San Diego Building Trades Council v. Garmon

PETITIONER: San Diego Building Trades Council
LOCATION: Roosevelt Bar and Tavern

DECIDED BY: Warren Court (1958-1962)

CITATION: 359 US 236 (1959)
ARGUED: Jan 20, 1959
DECIDED: Apr 20, 1959

Facts of the case


Media for San Diego Building Trades Council v. Garmon

Audio Transcription for Oral Argument - January 20, 1959 in San Diego Building Trades Council v. Garmon

Earl Warren:

Number 66, San Diego Building Trades Council, et cetera, Petitioners, versus, J. S. Garmon, et al.

Mr. Scully.

Charles P. Scully:

Mr. Chief Justice and Associate Justices of the Supreme Court, may it please the Court.

This is the second occasion upon which this case is before this Court for consideration.

However, I believe that because of issues raised in the brief of respondent, it might be desirable to review very briefly the facts of the case and the determinations of law in the various courts prior to its appears again before this Court.

Now, we believe that the testimony discloses that the union presented a contract to the employer for its examination and advised that it would not request the employer to sign it until the employees joined or agreed to join the union.

And we believe that's verified by the record at page 96, 229, pages 231 and 232, 244, 265 and 309.

And we believe that the reference to page 309 is particularly pertinent because that is the testimony by the plaintiff in the case.

William O. Douglas:

That testimony showed what?

Charles P. Scully:

That they presented the contract to the employer for examination and that they stated they would not request him to sign it until the employees joined or agreed to join.

And I think it's critical because we believe that the case of Weber is applicable here and there has been a determination below by the trial court on other evidence binding contrary to this contention by the union.

And we've accordingly believed that the Court should be aware of the fact that there was evidence presented, that it -- in effect this was not a compulsion on the employer to coerce his employees but on the contrary that the union contacted the employees first and advised the employer they would not require him to sign until they agreed to join.

Felix Frankfurter:

Would you be good enough to state the case in -- in its chronological sequence so that one gets the full comfort of --

Charles P. Scully:

Yes, Your Honor.

Felix Frankfurter:

-- (Voice Overlap) significant in what you've just called our attention?

Charles P. Scully:

All right, Your Honor.

In that regard, then I think its desirable, Your Honor, to point out that with respect to the chronological order of the case that -- with respect to the issue that was involved in this case, the employers attorney testified that a -- a petition for representation was filed with the Board by mailing from San Diego to the Los Angeles office on May 7, 1953, that is page 191 of the record.
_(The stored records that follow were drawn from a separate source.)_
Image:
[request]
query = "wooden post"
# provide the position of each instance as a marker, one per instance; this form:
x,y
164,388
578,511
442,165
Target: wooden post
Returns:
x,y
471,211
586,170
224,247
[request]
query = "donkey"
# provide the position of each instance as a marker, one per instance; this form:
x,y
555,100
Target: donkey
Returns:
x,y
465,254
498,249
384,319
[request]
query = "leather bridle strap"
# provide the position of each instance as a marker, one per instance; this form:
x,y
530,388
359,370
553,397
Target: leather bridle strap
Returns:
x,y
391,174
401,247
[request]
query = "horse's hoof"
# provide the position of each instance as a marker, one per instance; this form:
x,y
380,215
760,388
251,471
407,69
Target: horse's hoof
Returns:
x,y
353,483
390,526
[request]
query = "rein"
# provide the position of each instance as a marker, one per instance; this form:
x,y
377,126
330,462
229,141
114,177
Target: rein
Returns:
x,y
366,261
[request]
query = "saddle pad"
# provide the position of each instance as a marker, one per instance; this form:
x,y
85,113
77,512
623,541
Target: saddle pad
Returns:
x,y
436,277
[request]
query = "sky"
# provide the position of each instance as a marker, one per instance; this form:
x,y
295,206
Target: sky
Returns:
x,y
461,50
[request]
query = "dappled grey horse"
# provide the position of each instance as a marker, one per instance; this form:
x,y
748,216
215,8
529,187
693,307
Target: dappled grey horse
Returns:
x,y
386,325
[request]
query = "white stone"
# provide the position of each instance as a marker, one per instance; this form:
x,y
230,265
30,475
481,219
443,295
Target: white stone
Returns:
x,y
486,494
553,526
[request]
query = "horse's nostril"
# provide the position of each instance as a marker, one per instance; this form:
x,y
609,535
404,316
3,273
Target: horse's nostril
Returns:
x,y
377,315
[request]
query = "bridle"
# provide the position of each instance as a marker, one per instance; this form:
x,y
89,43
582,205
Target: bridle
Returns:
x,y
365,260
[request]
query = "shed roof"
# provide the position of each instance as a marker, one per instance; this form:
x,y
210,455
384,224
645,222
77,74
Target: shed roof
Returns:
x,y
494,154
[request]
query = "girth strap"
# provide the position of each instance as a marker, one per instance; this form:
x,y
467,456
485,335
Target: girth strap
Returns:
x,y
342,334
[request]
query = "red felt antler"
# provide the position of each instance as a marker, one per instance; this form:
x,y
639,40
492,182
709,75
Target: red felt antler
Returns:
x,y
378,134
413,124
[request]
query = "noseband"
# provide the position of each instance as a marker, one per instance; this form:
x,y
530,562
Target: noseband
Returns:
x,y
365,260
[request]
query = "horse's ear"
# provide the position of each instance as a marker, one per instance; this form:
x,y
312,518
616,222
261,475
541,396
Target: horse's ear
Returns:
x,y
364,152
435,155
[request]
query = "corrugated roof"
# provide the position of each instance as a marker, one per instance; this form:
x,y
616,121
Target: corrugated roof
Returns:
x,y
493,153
That on the same day, a complaint was filed in the Superior Court of San Diego and that is found at page 196 of the record.

That the complaint gave rise to injunctive relief and that thereafter, the regional office of the Board dismissed the petition for representation from which no appeal of any kind was taken and that the trial court then on the ground that there had been a violation of the National Act granted injunctive relief.

The union appealed to the District Court of Appeals of the State of California and I think it's interesting to know that in that appeal, in reversing the determination of the trial court, and this is at page 32 of the record.

The District Court of Appeal found that the picketing was without violence or a breach of peace and did not involve any secondary boycott.

That is at page 32 of the record.

The appeal was then taken from this decision of the District Court reversing the trial court to the Supreme Court of the State of California, which by four to three decision reversed the District Court and sustained the trial court and stated that although the Board concededly had primary jurisdiction, and this is at the record on page 46, and I'm now quoting, “There is no conflict of jurisdiction where the federal Board determines not to adjudicate the issue.”

And that is at page 48 of the record.

And accordingly, because of the letter from the regional office of the Board dismissing the petition on the ground that the amount of business was insufficient toward the exercise of jurisdiction by the Board, it admitted that under the state law, the concerted activity was a proper labor objective.

That's is at page 51 of the record.

But then held that the economic pressure to compel an employer to sign the type of agreement here involved is an unfair labor practice under Section 8 (b) (2) of the Taft-Hartley Act.

That's at page 52 of the record.

And so the first decision of the State Court of California was specifically on the ground that there was a violation of Section 8 (b) (2) of the Taft-Hartley Act and that the conduct was otherwise legal under the California law.

The case then came to this Court and this Court noted that the picketing was peaceful, that the plaintiffs had alleged a violation of the Taft-Hartley Act and together with Guss and Fairlawn reversed the decision with respect to the injunctive relief, reserved its decision as to the failure to exhaust administrative remedies on the ground that it was necessary to reach it and then stated that it did not reach the question of damages.